12-07-2016 08:13 AM
I have managed to connect Hive and Spark and Hadoop and setup Radoop connection. I am now working with Radoop Nest in an example of "Titanic" data. I have put the titanic data in Hive and want to use Radoop Validation process on the data. The running process failes with this error:
HiveQL problem Message: Error running query: java.lang.NoClassDefFoundError: scala/collection.Iterable
Where do you think is my problem?
12-07-2016 08:37 AM
the issue is probably related to the Hive classpath on your Hadoop cluster. Let me ask a few details to make the problem solving easier:
12-07-2016 10:30 AM
I changed the "hive.execution.engine" to "mr" , and I received a response from Rapidminer that "The capabilites are insufficient on the data".
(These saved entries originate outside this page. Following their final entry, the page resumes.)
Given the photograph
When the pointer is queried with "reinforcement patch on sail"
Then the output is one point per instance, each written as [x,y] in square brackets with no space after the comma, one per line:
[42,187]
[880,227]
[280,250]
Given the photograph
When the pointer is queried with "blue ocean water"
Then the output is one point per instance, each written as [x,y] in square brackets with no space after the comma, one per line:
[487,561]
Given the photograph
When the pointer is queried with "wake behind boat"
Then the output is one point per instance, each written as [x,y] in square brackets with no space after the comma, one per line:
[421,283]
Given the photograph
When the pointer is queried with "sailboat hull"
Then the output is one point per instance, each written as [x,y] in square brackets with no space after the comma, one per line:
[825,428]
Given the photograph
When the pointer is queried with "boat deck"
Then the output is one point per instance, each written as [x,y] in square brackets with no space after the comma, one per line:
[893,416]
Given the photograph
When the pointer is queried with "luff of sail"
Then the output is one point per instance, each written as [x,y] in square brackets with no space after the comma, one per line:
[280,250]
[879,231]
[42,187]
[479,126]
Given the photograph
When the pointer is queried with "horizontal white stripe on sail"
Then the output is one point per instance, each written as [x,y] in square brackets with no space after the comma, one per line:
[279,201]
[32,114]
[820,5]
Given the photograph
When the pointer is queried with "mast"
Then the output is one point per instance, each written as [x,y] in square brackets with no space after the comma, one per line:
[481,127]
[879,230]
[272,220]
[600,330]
For the Full test on the Radoop connection, I received an error at the test number 18, when it is bout "Import job into Hive". The full zip file of the test I completed by extracting the logfile, and I have placed it in the attachment, is this alright as log ? Or is it another step I need to show the log ?
12-08-2016 04:31 AM
You are absolutely right and I had a white space after the "localhost" at the JobHistory server.
I corrected that and rerun the full test, still I have the same problem at the test18 of the FullRadoop connection test, at the "Job Import".
Could you the new Log zipfile, it is attached.
And just to let you know about the Hadoop and Hive and Yarn, I have installed Hadoop and Hive myself, by downloading the binaries from Apache site, and configured it from beginning, so I am not using Cloudera, but it seems that everything I have configured is not enough, and there some parameters missing or not configured.
12-08-2016 05:31 AM
it seems that you've set a few special settings in your connection as Advanced Hadoop Parameters. Radoop automatically sets the commonly required Hadoop properties, so there is no need to define e.g. fs.default.name as an advanced parameter.
Are you using KMS on your cluster? If you have not configured it, the related properties are most likely not needed, you can safely turn off all KMS-related settings.
In general, I'd suggest to disable every Advanced Hadoop Property you have in your connection and re-run the Full Test.
(By the way, are you sure that your NameNode runs on port 54310? This is quite unusual.)